Di Indonesia kasus suap dan korupsi yang melibatkan aparat penegak hukum angkanya cukup tinggi. Pada akhir 2022 tercatat ada 25 hakim terjerat kasus korupsi, jaksa ada 11 orang dan polisi 3 orang. Pada 2023, Komisi Yudisial mengusulkan 45 hakim untuk diberi sanksi karena berbagai pelanggaran, seperti manipulasi fakta persidangan, bersikap tidak profesional, menerima suap, dan kasus lainnya. Menurut laporan dari Komisi Kejaksaan, pada tahun 2023, sebanyak 16 jaksa dilaporkan karena kasus suap dan penyalahgunaan wewenang.
Faktor Penyebab
Banyaknya aparat penegak hukum yang terungkap dan terlibat dalam jaringan mafia peradilan, khususnya sebagai makelar kasus, seperti fenomena gunung es. Fakta yang terungkap hanya sebagian kecil daripada fakta yang sebenarnya terjadi. Makelar kasus ini sudah seperti jaringan mafia yang ada hampir di semua lembaga penegak hukum. Ada di berbagai tingkatan; mulai dari level paling bawah hingga makelar kasus kelas kakap di level tertinggi dan beroperasi selama bertahun-tahun lamanya.
Ada beberapa faktor penyebab banyaknya makelar kasus. Di antaranya:
Pertama, sistem kehidupan sekuler materialistis. Di dalam sistem ini, agama dipisahkan bahkan dijauhkan dari kehidupan, Akibatnya, cara pandang masyarakat, termasuk aparat penegak hukum, bukanlah aqidah Islam. Standarnya bukan syariah Islam (halal dan haram), melainkan hanya manfaat. Penerapan sistem kehidupan yang sekuler hanya akan melahirkan masyarakat yang ketakwaannya sangat lemah. Mereka bahkan dapat menggadaikan aqidah mereka untuk mencapai kepentingan mereka.

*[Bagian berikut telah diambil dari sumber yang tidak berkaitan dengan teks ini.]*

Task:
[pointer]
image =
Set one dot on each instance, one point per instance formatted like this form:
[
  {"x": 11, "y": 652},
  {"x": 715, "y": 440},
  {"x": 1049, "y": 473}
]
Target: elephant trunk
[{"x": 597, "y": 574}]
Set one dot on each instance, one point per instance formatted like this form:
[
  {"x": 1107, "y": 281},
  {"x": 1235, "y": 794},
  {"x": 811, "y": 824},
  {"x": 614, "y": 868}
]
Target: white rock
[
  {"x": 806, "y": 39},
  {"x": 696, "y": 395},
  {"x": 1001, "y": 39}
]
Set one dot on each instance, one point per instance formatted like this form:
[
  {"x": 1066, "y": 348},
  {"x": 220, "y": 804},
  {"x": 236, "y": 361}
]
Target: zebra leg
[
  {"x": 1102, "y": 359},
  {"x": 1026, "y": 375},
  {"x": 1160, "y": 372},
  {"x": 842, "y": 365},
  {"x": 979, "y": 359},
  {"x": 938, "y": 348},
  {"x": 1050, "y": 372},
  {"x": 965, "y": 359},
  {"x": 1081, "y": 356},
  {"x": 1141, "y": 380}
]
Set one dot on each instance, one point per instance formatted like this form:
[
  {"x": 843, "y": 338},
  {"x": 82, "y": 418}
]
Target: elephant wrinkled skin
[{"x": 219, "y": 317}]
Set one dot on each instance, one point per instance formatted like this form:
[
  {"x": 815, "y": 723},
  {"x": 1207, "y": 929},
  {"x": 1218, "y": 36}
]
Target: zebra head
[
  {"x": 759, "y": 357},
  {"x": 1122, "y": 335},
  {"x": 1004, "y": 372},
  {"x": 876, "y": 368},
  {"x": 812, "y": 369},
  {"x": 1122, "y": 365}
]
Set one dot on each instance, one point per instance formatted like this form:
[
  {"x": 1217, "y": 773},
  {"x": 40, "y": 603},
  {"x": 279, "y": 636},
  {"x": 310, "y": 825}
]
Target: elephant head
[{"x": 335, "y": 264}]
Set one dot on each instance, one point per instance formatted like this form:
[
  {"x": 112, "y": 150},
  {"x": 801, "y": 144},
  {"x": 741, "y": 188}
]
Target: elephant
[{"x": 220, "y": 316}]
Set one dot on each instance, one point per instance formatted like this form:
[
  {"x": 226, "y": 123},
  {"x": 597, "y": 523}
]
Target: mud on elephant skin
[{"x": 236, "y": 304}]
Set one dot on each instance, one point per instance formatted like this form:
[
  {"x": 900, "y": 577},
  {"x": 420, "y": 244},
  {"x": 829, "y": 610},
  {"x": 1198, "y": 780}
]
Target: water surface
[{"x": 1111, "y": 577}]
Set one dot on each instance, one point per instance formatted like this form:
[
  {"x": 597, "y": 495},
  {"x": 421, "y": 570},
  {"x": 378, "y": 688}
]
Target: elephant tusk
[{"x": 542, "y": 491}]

Selain itu standar kebahagiaan masyarakat sekuler hanyalah saat kesenangan materi terpenuhi. Bukan ridha Allah SWT. Karena itu masyarakat sekuler cenderung menghalalkan berbagai cara demi meraih kesenangan pribadi dan keuntungan materi. Tak peduli halal-haram. Dari sini lahirlah kehidupan masyarakat yang materialistis bahkan oportunis. Saat demikian suap-menyuap, korupsi dll akan tumbuh subur di tengah kehidupan masyarakat.
Kedua, pejabat yang rakus dan serakah. Kehidupan masyarakat yang sekuler-materialistis juga akan melahirkan para pejabat yang serakah. Mereka hanya berorientasi menumpuk harta kekayaan. Sama sekali tidak memiliki jiwa melayani masyarakat. Para pejabat yang serakah akan memburu jabatan walaupun harus mengeluarkan sejumlah uang. Sudah menjadi rahasia umum, banyak pejabat, termasuk aparat penegak hukum, untuk sekadar menduduki “jabatan basah” di sebuah instansi, harus merogoh kocek dalam-dalam yang diberikan kepada atasan atau pihak yang memiliki kewenangan menempatkan mengatur jabatan seseorang. Jadi sangat wajar, jika saat menjabat, ia akan mencari cara agar uang yang sudah dikeluarkan harus kembali, bahkan terus berupaya memperkaya diri, walaupun dengan cara-cara licik dan haram.
Dalam hal makelar kasus, berlaku hukum ekonomi, yakni ada permintaan dan penawaran. Banyak masyarakat yang materalistis bahkan oportunis yang terlibat kasus hukum. Mereka kemudian bertemu dengan aparat penegak hukum yang rakus dan serakah. Lalu terjadilah transaksi haram, makelar kasus.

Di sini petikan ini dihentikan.